大きな磁気嵐が観測され、地球周辺の宇宙環境が大きく乱れています。これは一見すると日常生活と無関係に思われがちですが、実は防災・危機管理の観点では無視できない現象です。
■① 磁気嵐とは何か
磁気嵐とは、太陽表面で発生した大規模な爆発現象(フレアなど)によって放出された高エネルギーの荷電粒子(電子・陽子など)が地球に到達し、地磁気に大きな乱れを生じさせる現象です。
地磁気は通常安定していますが、磁気嵐が起きると数分から数時間にわたり大きく変動します。
■② 今回観測された磁気嵐の規模
気象庁地磁気観測所(茨城県石岡市柿岡)の観測によると、今回の磁気嵐では次のような特徴が確認されています。
- 地磁気の乱れ開始:20日 04時17分
- 最大変動幅:427nT(ナノテスラ)
- 観測継続中(21日09時時点)
参考として、日本付近の平穏時の地磁気の日変化は約50nT程度であり、今回の数値はその8倍以上に相当します。
■③ 過去との比較から見る異常性
1924年以降の観測記録では、最大級の磁気嵐は1941年7月4日に観測された700nT超とされています。今回の427nTはそれに次ぐ規模であり、決して軽視できるレベルではありません。
■④ 磁気嵐が引き起こす可能性のある影響
大規模な磁気嵐が発生すると、次のような影響が懸念されます。
- 短波通信(船舶・航空機通信)の障害
- GNSS(GPS)測位の精度低下や誤差増大
- 航空・海上輸送の運航管理への影響
- 災害対応時の位置情報・通信確保への支障
防災・救助・医療・物流など、通信・測位に依存する分野ほど影響を受けやすいのが特徴です。
■⑤ 原因と現在の見通し
国立研究開発法人 情報通信研究機構(NICT)によると、今回の磁気嵐は1月19日 03時09分に発生した太陽表面のフレアが原因とみられています。
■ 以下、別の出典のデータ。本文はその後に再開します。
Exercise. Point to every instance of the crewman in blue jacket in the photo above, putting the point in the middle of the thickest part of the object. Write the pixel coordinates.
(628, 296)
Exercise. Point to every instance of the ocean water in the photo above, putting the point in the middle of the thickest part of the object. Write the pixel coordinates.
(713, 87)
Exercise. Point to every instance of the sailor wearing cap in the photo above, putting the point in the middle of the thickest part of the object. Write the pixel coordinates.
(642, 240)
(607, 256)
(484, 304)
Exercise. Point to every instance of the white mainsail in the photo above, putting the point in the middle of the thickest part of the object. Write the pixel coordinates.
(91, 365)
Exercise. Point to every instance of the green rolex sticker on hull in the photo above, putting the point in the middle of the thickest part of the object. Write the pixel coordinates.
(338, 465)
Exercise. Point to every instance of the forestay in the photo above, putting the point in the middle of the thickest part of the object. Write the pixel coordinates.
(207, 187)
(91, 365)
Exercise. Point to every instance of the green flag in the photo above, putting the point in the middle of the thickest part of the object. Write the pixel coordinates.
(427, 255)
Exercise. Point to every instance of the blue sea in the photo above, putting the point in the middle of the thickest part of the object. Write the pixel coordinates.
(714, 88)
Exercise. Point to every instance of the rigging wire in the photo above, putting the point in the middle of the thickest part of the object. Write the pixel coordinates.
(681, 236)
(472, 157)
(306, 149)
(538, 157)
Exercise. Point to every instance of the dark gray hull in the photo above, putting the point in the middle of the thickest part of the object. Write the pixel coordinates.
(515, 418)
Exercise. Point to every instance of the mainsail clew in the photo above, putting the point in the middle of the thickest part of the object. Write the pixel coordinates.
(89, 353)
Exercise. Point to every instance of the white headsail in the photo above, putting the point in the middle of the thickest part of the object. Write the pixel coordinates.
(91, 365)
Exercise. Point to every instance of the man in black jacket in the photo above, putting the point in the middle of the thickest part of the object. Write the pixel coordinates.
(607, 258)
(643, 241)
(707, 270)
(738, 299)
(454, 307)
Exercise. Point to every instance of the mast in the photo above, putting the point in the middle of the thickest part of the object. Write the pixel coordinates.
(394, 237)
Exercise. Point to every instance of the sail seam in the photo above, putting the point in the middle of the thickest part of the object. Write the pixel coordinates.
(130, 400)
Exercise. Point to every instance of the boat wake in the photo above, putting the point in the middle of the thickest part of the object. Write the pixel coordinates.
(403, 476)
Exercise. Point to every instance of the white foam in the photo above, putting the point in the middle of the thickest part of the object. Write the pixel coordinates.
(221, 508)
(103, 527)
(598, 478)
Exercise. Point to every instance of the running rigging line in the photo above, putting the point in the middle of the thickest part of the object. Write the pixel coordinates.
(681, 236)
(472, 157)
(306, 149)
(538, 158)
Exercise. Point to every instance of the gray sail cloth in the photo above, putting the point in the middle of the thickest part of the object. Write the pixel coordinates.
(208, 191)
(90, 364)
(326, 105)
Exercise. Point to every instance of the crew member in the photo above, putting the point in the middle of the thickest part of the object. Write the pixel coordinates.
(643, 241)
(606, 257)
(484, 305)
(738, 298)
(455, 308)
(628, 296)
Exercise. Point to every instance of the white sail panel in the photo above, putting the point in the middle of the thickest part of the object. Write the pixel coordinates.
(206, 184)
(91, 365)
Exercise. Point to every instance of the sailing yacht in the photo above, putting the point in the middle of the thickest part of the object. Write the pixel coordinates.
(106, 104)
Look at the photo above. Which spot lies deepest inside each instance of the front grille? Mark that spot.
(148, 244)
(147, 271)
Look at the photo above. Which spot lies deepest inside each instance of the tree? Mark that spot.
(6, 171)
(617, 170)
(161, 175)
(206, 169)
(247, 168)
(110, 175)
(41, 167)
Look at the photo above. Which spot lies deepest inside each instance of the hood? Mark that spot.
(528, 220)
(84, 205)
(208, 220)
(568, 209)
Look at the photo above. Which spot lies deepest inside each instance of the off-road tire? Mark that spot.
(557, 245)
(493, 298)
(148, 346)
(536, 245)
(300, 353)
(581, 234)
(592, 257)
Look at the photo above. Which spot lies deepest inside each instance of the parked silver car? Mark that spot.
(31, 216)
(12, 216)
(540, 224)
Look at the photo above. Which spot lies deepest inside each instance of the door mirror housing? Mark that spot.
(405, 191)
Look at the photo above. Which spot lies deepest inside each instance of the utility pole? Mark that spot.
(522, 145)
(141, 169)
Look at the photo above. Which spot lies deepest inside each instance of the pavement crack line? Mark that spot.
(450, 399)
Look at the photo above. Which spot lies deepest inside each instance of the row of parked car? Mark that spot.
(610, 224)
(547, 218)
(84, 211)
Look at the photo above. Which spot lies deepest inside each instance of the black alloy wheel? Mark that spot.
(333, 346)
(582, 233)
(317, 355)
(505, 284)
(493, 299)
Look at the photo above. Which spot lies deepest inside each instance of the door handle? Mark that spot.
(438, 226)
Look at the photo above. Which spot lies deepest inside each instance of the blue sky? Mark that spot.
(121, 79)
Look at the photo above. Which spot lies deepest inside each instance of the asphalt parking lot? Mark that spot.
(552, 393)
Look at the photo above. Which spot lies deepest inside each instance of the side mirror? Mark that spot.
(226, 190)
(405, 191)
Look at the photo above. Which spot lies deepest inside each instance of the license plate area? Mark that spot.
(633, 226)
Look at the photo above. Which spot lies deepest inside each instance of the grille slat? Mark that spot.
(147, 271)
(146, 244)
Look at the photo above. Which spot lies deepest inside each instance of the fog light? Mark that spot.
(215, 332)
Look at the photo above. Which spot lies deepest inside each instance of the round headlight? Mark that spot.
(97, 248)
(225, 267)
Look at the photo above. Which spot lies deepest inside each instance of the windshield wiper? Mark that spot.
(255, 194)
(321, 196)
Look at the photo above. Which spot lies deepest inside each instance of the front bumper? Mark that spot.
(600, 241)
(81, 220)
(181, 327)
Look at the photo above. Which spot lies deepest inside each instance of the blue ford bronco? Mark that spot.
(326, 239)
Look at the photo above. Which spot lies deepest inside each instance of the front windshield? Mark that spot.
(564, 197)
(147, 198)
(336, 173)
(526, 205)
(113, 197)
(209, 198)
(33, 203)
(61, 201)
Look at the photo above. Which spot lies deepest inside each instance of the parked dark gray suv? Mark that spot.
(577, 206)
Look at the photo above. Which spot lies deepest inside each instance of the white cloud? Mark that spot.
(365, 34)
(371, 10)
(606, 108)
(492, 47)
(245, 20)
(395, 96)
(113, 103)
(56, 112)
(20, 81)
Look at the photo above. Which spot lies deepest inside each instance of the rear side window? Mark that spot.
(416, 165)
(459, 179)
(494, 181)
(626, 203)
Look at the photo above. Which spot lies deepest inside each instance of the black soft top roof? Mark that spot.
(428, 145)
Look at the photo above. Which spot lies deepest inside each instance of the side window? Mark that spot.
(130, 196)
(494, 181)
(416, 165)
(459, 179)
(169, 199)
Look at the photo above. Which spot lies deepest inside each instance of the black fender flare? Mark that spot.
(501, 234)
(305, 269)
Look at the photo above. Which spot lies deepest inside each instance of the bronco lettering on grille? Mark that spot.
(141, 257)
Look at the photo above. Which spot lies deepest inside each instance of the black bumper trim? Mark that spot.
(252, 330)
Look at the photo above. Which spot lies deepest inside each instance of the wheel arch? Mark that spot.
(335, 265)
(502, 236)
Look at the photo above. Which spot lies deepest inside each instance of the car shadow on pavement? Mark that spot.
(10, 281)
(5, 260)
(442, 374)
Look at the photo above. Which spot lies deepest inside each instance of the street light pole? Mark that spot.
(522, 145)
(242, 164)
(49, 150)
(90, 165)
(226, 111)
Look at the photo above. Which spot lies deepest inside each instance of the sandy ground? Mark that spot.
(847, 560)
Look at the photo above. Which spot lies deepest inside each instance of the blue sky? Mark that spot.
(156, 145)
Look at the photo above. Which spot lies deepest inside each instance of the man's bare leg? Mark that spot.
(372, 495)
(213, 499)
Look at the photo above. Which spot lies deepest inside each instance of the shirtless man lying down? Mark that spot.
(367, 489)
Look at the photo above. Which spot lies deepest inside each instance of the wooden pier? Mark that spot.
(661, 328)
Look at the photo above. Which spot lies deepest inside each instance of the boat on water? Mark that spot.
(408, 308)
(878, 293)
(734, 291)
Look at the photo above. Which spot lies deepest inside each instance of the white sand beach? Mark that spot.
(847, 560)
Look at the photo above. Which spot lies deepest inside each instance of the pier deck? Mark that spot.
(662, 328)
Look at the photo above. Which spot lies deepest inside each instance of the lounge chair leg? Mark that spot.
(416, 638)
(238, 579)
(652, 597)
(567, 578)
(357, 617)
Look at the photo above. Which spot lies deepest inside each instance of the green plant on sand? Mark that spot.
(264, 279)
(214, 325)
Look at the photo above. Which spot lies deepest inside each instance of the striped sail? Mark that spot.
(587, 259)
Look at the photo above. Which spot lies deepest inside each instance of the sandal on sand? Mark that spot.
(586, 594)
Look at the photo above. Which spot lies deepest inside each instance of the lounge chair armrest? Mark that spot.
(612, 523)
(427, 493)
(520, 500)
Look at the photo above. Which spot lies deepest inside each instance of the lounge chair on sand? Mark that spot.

地磁気の乱れは一定期間続く可能性があり、状況の継続的な監視が重要です。
■⑥ 防災の視点で意識すべきポイント
磁気嵐は直接的な災害ではありませんが、以下の点で防災と深く関係します。
- 災害発生時の通信障害リスクの増大
- GPSに依存した避難誘導・位置把握への影響
- 航空・海上事故の二次的リスク
「通信が当たり前に使える」という前提を見直し、複数手段の確保が重要になります。
■⑦ 最新情報の確認方法
最新の地磁気観測状況は、気象庁地磁気観測所の公式ホームページで確認できます。
- 気象庁 地磁気観測所
https://www.kakioka-jma.go.jp/index.html
■⑧ まとめ|見えないリスクも防災の一部
磁気嵐は目に見えない自然現象ですが、現代社会では通信・測位・情報インフラを通じて大きな影響を及ぼします。
災害に備えるとは、「地上の危険」だけでなく、「宇宙からの影響」も含めて考えること。これもまた、耐災害力を高める一つの視点です。